入院中の患者さんに対して、主治医たちからのサポート依頼があれば緩和ケアチームがサポートに参ります。まずは主治医や担当看護師にご相談ください。
緩和ケアチームの主な相談内容
- 体の痛みやしびれ
- 吐き気や食欲不信
- 便秘
- せん妄
- 咳や息苦しさ
- 不安、抑うつ、不眠
- 生きる意味に関する苦悩
- 家族の精神的苦痛
緩和ケアチームの主な活動内容
- 緩和ケアチームでは、チームがサポートしている患者さんについて情報共有を行い、また定期的に病棟をラウンドし、カンファレンスを行うことで患者さんやそのご家族の苦痛に関する情報を多職種で共有しています。
- がん看護に関する専門資格を持つ看護師等による支援を行っています。
- 入院中の患者さんが退院した後でも緩和ケアを受けられるよう、緩和ケア外来を設けてサポートを続けられる体制を作っています。

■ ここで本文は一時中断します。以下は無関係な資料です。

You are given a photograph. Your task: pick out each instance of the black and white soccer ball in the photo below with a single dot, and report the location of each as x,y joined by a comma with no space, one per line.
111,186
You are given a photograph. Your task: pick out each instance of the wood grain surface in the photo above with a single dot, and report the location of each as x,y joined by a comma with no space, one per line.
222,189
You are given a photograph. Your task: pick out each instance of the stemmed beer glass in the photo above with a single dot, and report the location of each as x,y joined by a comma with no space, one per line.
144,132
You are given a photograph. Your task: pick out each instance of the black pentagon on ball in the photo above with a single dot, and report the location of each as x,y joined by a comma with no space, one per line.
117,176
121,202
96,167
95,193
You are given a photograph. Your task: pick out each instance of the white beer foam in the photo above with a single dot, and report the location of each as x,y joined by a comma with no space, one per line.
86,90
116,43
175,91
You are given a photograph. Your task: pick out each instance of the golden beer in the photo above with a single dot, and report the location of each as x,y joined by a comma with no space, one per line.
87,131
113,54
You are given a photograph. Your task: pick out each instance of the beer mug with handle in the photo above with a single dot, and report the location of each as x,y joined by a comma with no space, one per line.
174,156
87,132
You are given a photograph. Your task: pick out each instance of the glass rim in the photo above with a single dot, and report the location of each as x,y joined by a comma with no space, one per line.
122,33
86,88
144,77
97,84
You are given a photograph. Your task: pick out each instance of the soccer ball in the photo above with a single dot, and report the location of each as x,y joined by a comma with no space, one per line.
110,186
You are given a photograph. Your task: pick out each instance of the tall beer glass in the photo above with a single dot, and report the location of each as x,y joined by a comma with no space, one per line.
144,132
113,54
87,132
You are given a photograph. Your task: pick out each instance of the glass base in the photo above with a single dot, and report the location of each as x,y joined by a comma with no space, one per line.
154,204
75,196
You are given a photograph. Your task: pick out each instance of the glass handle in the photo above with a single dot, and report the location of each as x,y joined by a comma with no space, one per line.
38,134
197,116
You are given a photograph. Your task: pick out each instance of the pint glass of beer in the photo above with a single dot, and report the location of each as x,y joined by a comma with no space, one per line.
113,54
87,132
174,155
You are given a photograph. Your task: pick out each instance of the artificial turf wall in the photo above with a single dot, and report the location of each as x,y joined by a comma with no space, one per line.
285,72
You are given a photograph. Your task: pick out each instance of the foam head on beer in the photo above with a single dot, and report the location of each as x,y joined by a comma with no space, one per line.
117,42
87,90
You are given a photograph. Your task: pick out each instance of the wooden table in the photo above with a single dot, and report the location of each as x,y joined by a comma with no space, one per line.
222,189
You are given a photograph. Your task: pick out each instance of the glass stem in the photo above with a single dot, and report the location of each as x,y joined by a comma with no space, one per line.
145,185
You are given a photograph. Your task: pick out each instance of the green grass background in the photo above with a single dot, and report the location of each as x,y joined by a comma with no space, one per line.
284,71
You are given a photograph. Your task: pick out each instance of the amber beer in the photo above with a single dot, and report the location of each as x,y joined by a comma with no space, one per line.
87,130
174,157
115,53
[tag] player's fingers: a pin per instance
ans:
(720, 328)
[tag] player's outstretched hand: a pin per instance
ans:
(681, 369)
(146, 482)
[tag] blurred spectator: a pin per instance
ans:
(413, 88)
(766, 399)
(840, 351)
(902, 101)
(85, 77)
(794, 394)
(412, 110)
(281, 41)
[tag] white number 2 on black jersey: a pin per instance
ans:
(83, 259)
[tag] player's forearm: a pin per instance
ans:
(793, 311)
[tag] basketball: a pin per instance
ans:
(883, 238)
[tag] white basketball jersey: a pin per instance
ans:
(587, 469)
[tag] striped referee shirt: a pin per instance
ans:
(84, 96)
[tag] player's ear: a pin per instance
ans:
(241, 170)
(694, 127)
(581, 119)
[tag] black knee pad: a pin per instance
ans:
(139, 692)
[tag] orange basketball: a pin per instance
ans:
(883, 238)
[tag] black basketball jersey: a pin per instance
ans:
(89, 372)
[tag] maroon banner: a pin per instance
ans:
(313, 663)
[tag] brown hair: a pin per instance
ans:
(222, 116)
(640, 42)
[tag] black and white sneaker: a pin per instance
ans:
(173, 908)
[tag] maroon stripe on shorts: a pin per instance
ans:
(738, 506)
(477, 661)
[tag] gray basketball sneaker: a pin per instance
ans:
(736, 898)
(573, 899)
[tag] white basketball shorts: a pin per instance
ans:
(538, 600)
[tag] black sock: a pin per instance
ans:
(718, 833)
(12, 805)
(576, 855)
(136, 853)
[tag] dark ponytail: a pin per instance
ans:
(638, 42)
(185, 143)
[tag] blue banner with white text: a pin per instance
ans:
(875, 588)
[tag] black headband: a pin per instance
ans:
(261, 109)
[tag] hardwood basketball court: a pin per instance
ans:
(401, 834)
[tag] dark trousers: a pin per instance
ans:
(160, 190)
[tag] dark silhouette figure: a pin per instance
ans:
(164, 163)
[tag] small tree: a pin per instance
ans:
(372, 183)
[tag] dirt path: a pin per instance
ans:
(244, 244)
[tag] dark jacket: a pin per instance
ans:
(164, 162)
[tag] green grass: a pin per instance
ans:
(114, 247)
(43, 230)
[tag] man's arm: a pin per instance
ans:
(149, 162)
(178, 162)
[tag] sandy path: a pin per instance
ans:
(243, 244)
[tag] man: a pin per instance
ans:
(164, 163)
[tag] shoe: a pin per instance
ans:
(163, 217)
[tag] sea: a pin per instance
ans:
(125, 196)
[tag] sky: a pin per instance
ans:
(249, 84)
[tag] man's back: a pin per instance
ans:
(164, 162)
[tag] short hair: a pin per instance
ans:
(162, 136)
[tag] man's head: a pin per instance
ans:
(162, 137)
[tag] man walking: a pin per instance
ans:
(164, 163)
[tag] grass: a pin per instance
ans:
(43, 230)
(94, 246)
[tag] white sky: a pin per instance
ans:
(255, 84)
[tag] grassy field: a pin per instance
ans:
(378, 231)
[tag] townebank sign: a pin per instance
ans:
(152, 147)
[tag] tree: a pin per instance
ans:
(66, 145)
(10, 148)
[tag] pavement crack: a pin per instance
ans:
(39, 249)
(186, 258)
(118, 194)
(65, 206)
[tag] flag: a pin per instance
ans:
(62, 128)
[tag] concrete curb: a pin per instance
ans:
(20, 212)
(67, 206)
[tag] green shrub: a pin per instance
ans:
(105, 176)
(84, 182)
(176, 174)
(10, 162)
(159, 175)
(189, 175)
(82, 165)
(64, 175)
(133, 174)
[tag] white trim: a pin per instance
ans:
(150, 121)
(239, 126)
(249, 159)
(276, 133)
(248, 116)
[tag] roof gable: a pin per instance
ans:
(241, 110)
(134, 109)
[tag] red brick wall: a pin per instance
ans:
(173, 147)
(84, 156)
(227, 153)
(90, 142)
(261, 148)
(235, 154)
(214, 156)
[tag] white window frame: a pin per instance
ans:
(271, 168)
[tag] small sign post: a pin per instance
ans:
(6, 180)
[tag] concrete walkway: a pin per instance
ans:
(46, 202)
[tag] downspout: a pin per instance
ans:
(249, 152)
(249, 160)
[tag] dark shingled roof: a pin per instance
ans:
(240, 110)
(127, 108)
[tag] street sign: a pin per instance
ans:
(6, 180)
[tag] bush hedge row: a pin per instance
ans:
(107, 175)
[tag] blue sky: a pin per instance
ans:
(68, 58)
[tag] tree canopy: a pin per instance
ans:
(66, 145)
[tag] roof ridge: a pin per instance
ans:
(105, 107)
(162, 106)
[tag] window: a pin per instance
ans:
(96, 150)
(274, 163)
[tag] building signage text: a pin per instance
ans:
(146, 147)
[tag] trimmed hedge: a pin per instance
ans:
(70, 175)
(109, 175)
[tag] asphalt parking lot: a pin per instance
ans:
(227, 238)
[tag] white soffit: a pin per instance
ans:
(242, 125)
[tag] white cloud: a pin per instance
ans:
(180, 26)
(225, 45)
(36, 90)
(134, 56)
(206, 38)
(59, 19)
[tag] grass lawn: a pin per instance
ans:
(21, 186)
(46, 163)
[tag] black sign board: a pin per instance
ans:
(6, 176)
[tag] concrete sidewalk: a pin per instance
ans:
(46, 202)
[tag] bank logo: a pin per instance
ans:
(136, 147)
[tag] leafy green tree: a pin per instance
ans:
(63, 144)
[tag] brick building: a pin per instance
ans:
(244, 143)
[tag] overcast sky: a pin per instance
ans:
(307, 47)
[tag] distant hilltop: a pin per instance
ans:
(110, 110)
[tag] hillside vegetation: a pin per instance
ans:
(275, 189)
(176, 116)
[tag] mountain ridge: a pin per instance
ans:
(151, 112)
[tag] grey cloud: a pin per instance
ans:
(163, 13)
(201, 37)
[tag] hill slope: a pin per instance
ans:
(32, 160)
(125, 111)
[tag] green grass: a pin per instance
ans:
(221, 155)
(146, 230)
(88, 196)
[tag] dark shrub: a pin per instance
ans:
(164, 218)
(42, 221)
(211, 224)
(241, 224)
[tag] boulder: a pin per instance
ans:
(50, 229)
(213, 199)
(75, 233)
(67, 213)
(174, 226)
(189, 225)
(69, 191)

(地域の病院や在宅療養支援診療所を対象にした患者さんの診療情報にかかる相談など、いつでも連絡取れる体制をとっています) - がん相談支援センターとの連携を図り、患者さんとその家族に対して緩和ケアに関する相談を受けています。
緩和ケア病床
2024年4月より7階西病棟に緩和ケア病床が2床開設されました。緩和ケア病床では、緩和ケア内科医が主治医となり症状の緩和や療養場所の調整、最期の看取りを含めた対応をおこないます。がんに対する積極的な治療(手術加療や抗がん剤治療、放射線治療など)を行っている方は原則として対象外とさせていただきます。病棟主治医からの依頼を受けてから緩和ケア病床への入棟を調整しますので、緩和ケア病床への転棟をご希望の方はまず主治医にご相談ください。
緩和ケア内科外来
外来通院中の患者さん・その後家族を対象として緩和ケア内科医・看護師・心理師が外来で症状の緩和や心理的ケア、意思決定支援や療養場所の相談や情報提供をおこないます。主治医からの依頼で緩和ケア内科外来の予約を取得します。まずは主治医にご相談ください。
まほろばPEACE緩和ケア研修会
厚生労働省は、がん対策基本法に基づくがん対策推進基本計画において、「すべてのがん診療に携わる医師が研修等により、緩和ケアについての基本的な知識を習得する」ことを目標としています。これを受けて、がん診療に携わるすべての医師が、緩和ケアについての基本的な知識を習得し、がん治療の初期段階から緩和ケアが提供されることを目的に、これら医師に対する緩和ケアの基本的な知識等を習得するための研修会を行うように、各都道府県に開催指針が出されました。さらにがん診療連携拠点病院の指定要件として、開催指針に準拠した「緩和ケア研修会」を定期的に実施することが明示されています。 当センターでも2009年度より、緩和ケア研修会を定期開催しております。毎回25-30名前後の医療従事者に対し、がんの患者様が抱えるさまざまな苦痛に対する治療やケアに関し、講義形式やワークショップ、ロールプレイ形式による研修を行っています。
当院では、地域がん診療拠点病院の責務として、がん診療に関わる医師が基本的な緩和ケアの知識を持ち診療できるよう、年1回のペースで緩和ケア研修会を開催しています。